Con alegre impunidad, se reconoce oficialmente que han sido borradas del mapa 440 aldeas indígenas entre 1981 y 1983, a lo largo de una campaña de aniquilación más extensa, que asesinó o desapareció a muchos miles de hombres y de mujeres. La limpieza de la sierra, plan de tierra arrasada, cobró también las vidas de una incontable cantidad de niños. Los militares guatemaltecos tienen la certeza de que el vivio de la rebelión se transmite por los genes.
Una raza inferior, condenada al vicio y a la holgazanería, incapaz de orden y progreso, ¿merece mejor suerte? La violencia institucional, el terrorismo de Estado, se ocupa de despejar las dudas. Los conquistadores ya no usan caparazones de hierro, sino que visten uniformes de la guerra de Vietnam. Y no tienen piel blanca: son mestizos avergonzados de su sangre o indios enrolados a la fuerza y obligados a cometer crímenes que los suicidan. Guatemala desprecia a los indios, Guatemala se autodesprecia.
Esta raza inferior había descubierto la cifra cero, mil años antes de que los matemáticos europeos supieran que existía. Y habían conocido la edad del universo, con asombrosa precisión, mil años antes que los astrónomos de nuestro tiempo.
Los mayas siguen siendo viajeros del tiempo: ¿Qué es un hombre en el camino? Tiempo.
Ellos ignoraban que el tiempo es dinero, como nos reveló Henry Ford.
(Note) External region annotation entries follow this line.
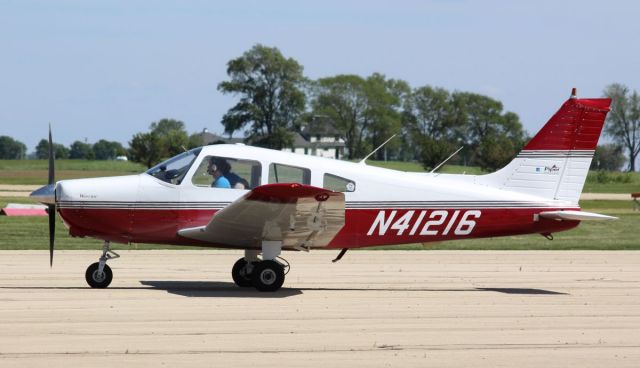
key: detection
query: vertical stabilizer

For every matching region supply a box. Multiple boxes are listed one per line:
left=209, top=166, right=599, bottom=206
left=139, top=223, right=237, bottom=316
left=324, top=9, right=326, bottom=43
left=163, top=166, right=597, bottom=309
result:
left=478, top=89, right=611, bottom=204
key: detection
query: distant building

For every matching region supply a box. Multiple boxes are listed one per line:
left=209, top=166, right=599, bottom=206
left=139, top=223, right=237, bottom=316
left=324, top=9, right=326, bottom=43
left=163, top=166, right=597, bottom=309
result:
left=282, top=115, right=345, bottom=160
left=199, top=115, right=345, bottom=160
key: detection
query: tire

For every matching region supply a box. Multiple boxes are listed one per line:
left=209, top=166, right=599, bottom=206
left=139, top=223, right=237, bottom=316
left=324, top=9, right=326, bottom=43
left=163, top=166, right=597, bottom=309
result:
left=84, top=262, right=113, bottom=289
left=231, top=258, right=253, bottom=287
left=251, top=261, right=284, bottom=291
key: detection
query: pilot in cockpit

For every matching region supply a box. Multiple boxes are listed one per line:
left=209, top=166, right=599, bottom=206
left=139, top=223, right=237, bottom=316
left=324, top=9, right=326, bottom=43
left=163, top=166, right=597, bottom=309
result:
left=207, top=157, right=231, bottom=188
left=207, top=157, right=249, bottom=189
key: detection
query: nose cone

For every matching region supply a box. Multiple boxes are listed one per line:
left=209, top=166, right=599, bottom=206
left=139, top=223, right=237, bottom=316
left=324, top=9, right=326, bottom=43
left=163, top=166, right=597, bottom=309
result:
left=29, top=184, right=56, bottom=204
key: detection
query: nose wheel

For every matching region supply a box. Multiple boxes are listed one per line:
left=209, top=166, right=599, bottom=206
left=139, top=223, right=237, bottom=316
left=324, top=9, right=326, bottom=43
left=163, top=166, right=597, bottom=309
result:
left=84, top=262, right=113, bottom=289
left=84, top=241, right=120, bottom=289
left=231, top=242, right=290, bottom=291
left=251, top=261, right=284, bottom=291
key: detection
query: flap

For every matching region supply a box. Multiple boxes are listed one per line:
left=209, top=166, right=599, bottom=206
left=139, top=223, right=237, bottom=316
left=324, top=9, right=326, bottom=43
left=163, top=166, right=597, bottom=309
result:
left=539, top=211, right=618, bottom=221
left=178, top=183, right=345, bottom=249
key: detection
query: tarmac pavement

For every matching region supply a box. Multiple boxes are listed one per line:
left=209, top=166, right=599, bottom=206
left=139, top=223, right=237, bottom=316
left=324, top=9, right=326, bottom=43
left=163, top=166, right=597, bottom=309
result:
left=0, top=250, right=640, bottom=368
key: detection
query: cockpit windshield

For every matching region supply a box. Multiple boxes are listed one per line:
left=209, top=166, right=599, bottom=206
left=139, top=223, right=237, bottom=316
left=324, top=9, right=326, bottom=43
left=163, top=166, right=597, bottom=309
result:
left=146, top=148, right=202, bottom=185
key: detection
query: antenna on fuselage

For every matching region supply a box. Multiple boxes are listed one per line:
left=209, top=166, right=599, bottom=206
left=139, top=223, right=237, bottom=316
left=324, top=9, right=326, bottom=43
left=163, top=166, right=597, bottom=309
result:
left=358, top=133, right=398, bottom=165
left=429, top=146, right=464, bottom=174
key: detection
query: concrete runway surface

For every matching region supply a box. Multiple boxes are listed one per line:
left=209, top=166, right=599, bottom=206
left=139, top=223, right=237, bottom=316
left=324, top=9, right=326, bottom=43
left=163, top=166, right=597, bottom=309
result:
left=0, top=250, right=640, bottom=368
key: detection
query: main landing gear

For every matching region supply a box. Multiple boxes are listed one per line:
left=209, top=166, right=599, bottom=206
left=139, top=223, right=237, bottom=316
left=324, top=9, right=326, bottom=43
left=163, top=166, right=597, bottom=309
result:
left=84, top=241, right=120, bottom=289
left=231, top=241, right=289, bottom=291
left=85, top=241, right=289, bottom=291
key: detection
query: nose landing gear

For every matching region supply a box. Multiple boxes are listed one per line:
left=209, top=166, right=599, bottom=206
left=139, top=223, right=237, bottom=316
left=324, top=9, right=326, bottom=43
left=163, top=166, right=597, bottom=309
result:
left=84, top=241, right=120, bottom=289
left=231, top=241, right=289, bottom=291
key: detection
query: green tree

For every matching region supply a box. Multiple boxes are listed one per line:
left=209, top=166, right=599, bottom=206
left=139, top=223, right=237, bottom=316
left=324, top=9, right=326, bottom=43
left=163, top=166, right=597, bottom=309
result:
left=311, top=73, right=410, bottom=159
left=451, top=92, right=526, bottom=170
left=0, top=135, right=27, bottom=160
left=402, top=86, right=458, bottom=169
left=218, top=44, right=306, bottom=149
left=591, top=143, right=624, bottom=171
left=36, top=139, right=69, bottom=160
left=69, top=141, right=95, bottom=160
left=604, top=83, right=640, bottom=171
left=92, top=139, right=126, bottom=160
left=129, top=119, right=189, bottom=167
left=312, top=75, right=370, bottom=159
left=365, top=73, right=411, bottom=160
left=129, top=132, right=163, bottom=168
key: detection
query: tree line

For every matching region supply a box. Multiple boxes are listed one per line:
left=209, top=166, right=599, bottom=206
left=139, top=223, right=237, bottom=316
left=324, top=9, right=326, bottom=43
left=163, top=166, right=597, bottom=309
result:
left=0, top=44, right=640, bottom=171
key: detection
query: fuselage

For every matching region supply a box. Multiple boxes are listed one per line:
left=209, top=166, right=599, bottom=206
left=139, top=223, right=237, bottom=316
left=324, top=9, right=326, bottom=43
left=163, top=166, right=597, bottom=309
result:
left=56, top=145, right=579, bottom=248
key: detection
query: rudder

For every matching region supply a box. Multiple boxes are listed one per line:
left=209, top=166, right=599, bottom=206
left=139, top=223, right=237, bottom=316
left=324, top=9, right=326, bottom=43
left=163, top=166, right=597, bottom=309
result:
left=479, top=88, right=611, bottom=204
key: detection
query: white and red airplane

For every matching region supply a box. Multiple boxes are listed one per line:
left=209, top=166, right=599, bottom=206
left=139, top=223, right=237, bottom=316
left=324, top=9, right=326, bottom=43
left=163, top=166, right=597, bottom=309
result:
left=32, top=89, right=614, bottom=291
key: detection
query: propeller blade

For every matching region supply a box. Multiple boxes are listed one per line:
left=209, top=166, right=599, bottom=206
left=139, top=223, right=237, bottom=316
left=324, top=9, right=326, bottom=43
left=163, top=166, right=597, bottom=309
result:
left=48, top=124, right=56, bottom=267
left=48, top=204, right=56, bottom=267
left=48, top=124, right=56, bottom=184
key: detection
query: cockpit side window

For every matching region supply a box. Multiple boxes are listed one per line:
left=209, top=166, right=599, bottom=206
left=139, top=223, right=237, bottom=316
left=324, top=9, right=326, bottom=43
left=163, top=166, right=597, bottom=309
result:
left=191, top=156, right=262, bottom=189
left=146, top=148, right=202, bottom=185
left=322, top=174, right=356, bottom=192
left=269, top=163, right=311, bottom=184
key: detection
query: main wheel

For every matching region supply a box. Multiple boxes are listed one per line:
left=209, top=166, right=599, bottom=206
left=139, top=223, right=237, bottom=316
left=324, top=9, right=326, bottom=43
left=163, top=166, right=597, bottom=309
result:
left=231, top=258, right=253, bottom=287
left=251, top=261, right=284, bottom=291
left=84, top=262, right=113, bottom=289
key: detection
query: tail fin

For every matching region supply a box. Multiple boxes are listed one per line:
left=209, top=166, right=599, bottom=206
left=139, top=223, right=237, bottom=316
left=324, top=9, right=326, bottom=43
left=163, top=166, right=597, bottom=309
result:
left=479, top=88, right=611, bottom=204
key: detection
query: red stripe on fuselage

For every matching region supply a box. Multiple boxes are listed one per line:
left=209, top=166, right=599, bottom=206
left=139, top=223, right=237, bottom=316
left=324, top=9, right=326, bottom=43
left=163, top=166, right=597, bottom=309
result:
left=59, top=208, right=579, bottom=248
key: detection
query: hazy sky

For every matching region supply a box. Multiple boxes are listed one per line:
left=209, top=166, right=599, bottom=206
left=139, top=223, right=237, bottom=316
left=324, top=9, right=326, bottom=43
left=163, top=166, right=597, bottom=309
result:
left=0, top=0, right=640, bottom=151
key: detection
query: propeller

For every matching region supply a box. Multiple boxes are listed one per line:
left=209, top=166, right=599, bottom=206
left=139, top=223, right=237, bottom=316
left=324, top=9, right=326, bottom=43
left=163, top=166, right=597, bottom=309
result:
left=48, top=124, right=56, bottom=267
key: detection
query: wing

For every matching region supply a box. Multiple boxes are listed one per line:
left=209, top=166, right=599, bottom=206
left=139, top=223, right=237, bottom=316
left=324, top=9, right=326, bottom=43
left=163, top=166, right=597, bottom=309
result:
left=539, top=211, right=618, bottom=221
left=178, top=183, right=345, bottom=250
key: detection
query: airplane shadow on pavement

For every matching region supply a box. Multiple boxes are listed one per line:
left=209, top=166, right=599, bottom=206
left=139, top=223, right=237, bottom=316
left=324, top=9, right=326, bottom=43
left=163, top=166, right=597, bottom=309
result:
left=135, top=281, right=569, bottom=298
left=140, top=281, right=302, bottom=298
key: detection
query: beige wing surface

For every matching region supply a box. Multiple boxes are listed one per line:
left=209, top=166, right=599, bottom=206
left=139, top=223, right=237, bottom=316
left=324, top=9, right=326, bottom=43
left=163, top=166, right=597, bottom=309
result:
left=178, top=183, right=345, bottom=250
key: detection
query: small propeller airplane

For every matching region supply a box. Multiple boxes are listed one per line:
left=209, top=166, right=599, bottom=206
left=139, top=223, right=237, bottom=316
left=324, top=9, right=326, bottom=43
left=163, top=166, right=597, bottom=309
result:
left=31, top=88, right=615, bottom=291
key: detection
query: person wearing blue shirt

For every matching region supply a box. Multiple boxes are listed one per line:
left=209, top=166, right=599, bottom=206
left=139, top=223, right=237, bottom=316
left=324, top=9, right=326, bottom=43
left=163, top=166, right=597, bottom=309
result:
left=207, top=157, right=231, bottom=189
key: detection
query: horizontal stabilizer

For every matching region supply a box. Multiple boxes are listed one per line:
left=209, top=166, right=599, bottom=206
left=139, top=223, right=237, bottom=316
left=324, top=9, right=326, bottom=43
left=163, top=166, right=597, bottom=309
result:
left=539, top=211, right=618, bottom=221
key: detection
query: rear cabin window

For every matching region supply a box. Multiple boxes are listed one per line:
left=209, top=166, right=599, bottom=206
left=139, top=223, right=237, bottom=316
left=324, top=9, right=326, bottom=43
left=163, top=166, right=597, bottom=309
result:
left=191, top=156, right=262, bottom=189
left=269, top=164, right=311, bottom=184
left=322, top=174, right=356, bottom=192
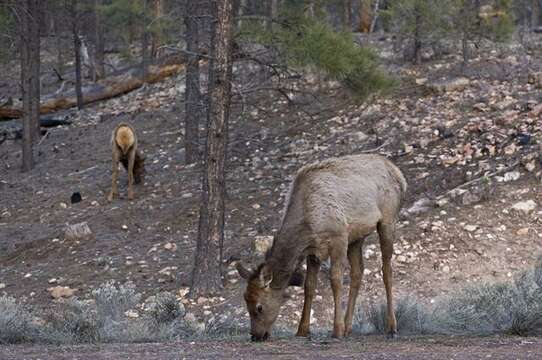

El tiempo, fundador del espacio, les parece sagrado, como sagrados son su hija, la tierra, y su hijo, el ser humano: como la tierra, como la gente, el tiempo no se puede comprar ni vender. La Civilización sigue haciendo lo posible por sacarlos del error.
fuente: Eduardo Galeano, Ser como ellos y otros artículos, Siglo Veintiuno Editores, México, 1992.